Nach den jüngst publizierten Ergebnissen einer Olympia-Umfrage in Oberbayern haben die Grünen Zweifel an der Seriosität der Erhebung angemeldet. Die Zahlen seien „ungefähr so glaubwürdig wie die Propaganda der Kommunistischen Partei in China“, wetterte Bayerns Grünen-Chef Dieter Janecek. Die GfK Konsumforschung, die in München eine Zustimmung zu den Spielen von 69,6 Prozent ermittelt hatte, sei ein Ausstatter der Bewerbungsgesellschaft 2018. Die ermittelten Werte seien „Auftragszahlen“, ätzte Janecek.
Wie berichtet, stehen laut GfK-Untersuchung 71 Prozent der Oberbayern hinter der Bewerbung. Nur 6,7 Prozent sind skeptisch, der Rest unentschlossen. In Garmisch-Partenkirchen wurde eine Zustimmung von 64,8 Prozent ermittelt, 20 Prozent der 600 Befragten lehnten die Spiele ab.
Auch in Sachen Geld, so kritisieren die Grünen, fehle es an Klarheit. „Es gibt kein transparentes Finanzbudget“, sagte Janecek. Noch immer liege keine klare Aufschlüsselung der Kosten vor. Selbst im zuletzt beim IOC eingereichten „Mini Bid Book“ sei weder ein Infrastruktur- noch ein sauberer Organisationsetat ausgewiesen.

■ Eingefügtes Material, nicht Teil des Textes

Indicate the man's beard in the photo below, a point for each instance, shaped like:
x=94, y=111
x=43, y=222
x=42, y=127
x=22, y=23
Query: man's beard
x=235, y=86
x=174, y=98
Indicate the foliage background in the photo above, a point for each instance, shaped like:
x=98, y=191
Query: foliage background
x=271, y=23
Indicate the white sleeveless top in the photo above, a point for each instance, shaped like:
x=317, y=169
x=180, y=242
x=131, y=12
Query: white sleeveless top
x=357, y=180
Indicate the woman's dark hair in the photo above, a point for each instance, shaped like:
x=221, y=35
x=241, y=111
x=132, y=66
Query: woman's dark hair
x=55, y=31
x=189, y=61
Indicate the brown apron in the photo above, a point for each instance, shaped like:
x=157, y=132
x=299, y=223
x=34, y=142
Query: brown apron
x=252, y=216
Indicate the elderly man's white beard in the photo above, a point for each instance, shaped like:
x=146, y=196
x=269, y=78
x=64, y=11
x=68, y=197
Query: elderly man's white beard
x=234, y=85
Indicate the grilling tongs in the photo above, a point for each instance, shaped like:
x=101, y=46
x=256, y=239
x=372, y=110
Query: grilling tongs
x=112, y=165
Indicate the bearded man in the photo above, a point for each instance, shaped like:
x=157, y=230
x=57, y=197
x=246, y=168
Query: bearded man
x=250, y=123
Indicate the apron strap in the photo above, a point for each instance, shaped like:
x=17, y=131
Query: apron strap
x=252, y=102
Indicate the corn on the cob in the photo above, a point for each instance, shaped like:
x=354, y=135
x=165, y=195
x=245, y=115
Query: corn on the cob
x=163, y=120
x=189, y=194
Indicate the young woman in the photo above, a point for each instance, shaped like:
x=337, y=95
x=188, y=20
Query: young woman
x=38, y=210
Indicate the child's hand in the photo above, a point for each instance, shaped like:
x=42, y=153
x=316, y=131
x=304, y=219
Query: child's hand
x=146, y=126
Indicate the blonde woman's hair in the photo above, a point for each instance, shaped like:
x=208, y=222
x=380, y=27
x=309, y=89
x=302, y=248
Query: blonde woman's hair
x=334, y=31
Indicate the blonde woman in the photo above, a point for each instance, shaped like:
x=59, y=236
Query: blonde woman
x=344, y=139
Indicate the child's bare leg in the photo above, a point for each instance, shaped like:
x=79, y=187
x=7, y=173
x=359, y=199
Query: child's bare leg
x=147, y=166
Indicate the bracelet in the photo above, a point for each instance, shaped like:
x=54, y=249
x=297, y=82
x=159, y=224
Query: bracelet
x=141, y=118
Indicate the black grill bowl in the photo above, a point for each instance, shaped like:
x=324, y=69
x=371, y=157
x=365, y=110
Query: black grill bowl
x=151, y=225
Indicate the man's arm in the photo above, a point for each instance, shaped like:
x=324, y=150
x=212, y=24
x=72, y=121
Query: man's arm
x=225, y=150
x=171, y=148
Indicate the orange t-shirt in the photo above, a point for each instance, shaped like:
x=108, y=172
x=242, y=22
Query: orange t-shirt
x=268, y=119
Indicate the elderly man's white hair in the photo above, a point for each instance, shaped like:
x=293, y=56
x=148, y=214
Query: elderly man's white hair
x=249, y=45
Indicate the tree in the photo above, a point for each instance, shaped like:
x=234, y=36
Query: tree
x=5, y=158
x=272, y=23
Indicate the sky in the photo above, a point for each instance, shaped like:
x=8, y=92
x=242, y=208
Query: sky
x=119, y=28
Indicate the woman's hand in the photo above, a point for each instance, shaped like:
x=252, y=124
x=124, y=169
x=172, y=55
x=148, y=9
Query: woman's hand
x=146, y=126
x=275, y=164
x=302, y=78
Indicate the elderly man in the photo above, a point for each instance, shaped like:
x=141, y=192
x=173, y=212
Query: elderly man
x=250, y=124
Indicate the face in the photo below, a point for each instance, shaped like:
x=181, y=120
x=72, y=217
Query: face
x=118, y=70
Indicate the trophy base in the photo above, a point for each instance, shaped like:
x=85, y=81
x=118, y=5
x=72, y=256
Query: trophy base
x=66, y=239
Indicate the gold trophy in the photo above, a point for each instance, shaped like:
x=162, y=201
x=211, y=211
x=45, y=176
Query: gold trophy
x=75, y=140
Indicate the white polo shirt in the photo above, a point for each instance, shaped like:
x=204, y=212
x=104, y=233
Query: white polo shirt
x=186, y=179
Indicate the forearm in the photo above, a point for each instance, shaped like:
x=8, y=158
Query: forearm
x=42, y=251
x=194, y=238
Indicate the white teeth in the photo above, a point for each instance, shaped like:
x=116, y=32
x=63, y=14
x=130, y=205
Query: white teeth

Klar aber ist, dass München bei Verlusten im Organisationsetat , der zuletzt auf knapp 1,2 Milliarden Euro beziffert wurde, mitzahlen müsste. Janecek sprach von „einem ungedeckten Scheck“ für die Bewerbungsgesellschaft. Auch der Landtagsabgeordnete Ludwig Hartmann (Grüne) geht davon aus, dass die Stadt wird zahlen müssen. „Das Budget reicht in der Regel nicht aus.“ Bei der Stadt weist man dies zurück. „Bei den bisher uns zugänglichen Informationen sind bei den letzten Winterspielen keine nennenswerten Defizite aufgetreten“, sagt Jörg Weber, Chef der Stabstelle 2018.
Die Kosten der Infrastruktur waren zuletzt auf weitere 1,6 bis 2,3 Milliarden Euro taxiert worden. Genauere Zahlen liegen nicht vor. Diese sollen laut Staatskanzleichef Siegfried Schneider (CSU) nach der Zulassung Münchens als Kandidatenstadt, die im Juli erfolgen soll, dargestellt werden.